All that said, I think there's some really great stuff in here. For starters, LIFEFORCE is a picture that moves, and moves fast and lean for much of its running time, so even though you may not know what the hell is going on, you're caught up enough to just go with it. Many of the action and horror set pieces are pretty effective and there's enough excitement to keep the tension palpable. There are also a few great individual scenes, like the one where Patrick Stewart's all drugged up, that earn your respect out of their legitimate quality but don't make you think, "Man, if only the rest of the movie wasn't so silly". And you can't discuss LIFEFORCE without talking about Henry Mancini's superb score, with a fantastic march that remains one of my favorites. Mancini did indeed come across as a strange choice to score the film (he had done thrillers, but never any outright sci-fi or horror), and yet he delivered one of his best scores, although I've got to wonder just what the hell it is he thought of the movie itself.

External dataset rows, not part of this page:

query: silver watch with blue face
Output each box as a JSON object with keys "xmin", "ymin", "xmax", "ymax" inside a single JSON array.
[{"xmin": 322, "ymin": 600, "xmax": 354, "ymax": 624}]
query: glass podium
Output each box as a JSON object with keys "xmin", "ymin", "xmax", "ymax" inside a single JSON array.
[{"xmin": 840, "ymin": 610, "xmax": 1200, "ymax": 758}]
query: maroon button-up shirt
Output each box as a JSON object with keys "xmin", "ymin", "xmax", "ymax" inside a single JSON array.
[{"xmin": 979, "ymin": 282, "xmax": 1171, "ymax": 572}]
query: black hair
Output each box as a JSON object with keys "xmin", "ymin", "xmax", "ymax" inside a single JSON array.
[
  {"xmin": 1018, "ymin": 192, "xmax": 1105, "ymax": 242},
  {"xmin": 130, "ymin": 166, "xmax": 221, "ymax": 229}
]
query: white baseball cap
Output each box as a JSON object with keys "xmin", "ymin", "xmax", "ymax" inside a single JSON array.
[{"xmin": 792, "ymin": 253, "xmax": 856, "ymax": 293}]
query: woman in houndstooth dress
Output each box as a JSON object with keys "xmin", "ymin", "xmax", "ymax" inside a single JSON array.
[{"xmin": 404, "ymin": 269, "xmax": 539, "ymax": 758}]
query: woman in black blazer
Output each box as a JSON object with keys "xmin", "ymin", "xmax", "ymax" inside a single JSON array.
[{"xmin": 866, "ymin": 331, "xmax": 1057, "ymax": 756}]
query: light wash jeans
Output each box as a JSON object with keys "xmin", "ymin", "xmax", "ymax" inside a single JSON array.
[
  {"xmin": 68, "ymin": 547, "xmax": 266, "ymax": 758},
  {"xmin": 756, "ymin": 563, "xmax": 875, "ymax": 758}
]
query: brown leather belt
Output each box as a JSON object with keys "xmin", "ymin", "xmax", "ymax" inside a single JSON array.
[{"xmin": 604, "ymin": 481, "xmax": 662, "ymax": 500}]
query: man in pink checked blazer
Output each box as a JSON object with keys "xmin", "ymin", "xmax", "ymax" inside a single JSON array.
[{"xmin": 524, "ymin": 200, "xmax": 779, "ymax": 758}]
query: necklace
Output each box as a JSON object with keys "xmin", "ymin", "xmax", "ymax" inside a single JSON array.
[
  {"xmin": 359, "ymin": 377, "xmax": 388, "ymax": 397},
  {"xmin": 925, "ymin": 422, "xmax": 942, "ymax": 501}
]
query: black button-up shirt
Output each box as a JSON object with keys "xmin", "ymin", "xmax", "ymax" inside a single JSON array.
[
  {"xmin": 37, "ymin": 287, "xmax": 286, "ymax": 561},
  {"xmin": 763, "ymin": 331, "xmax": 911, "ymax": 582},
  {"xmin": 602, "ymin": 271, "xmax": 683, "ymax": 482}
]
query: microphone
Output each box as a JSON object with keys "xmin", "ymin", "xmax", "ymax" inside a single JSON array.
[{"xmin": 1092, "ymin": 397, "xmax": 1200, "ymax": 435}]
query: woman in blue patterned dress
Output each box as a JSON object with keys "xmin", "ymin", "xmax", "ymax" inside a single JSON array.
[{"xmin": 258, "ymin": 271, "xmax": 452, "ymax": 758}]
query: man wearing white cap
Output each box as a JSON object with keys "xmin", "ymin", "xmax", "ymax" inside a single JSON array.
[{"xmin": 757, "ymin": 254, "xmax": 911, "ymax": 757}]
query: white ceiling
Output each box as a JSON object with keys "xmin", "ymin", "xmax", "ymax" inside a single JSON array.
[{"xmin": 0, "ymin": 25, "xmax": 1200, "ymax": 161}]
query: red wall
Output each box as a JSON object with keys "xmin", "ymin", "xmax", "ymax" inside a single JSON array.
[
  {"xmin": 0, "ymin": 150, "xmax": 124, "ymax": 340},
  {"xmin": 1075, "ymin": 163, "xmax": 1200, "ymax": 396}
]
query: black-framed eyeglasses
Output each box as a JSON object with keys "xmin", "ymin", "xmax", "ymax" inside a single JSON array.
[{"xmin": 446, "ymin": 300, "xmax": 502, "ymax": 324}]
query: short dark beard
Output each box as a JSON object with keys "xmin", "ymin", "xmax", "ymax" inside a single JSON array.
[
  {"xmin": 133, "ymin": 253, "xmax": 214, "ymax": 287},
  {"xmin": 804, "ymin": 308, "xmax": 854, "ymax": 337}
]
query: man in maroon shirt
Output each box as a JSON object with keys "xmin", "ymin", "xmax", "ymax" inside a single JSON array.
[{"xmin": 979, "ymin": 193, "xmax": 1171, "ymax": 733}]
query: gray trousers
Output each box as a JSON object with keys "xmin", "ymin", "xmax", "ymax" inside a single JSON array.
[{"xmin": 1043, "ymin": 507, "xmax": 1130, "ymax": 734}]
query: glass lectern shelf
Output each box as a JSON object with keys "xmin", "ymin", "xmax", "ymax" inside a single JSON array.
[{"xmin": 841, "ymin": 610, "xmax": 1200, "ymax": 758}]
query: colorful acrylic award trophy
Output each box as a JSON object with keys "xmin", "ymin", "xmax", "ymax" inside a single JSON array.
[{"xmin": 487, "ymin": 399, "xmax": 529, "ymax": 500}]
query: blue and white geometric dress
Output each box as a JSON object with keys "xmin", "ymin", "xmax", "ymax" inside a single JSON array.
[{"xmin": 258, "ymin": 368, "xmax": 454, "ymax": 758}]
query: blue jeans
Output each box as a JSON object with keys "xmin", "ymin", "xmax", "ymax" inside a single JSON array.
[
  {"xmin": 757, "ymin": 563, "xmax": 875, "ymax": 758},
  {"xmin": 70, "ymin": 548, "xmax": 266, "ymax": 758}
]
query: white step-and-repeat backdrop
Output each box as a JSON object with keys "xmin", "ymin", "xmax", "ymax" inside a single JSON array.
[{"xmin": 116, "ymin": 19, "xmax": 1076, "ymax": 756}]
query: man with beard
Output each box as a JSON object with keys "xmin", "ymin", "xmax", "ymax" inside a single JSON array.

When the film was cut by Tri-Star, its U.S. distributor, it was re-scored with some new music by Michael Kamen, but thankfully MGM's 1995 laserdisc release (and the subsequent DVD, still in print) retained the original director's cut and Mancini score . LIFEFORCE was pretty out there at 101 minutes, but now at 118 it's even crazier and even better, and thank goodness MGM also struck a new 35mm print of this version (which I saw at QT Fest in 2001), making it the only one they lend out for theatrical engagements. All is well with the world.

I think Hooper understood that he had something to prove with LIFEFORCE and he honestly did give it his all and delivered the best picture he could. Sure, the movie's batshit insane, but it's the best kind of batshit insane movie you can possibly have and I'll always have a soft spot in my heart for it. After THE APPLE, it's my favorite Cannon movie.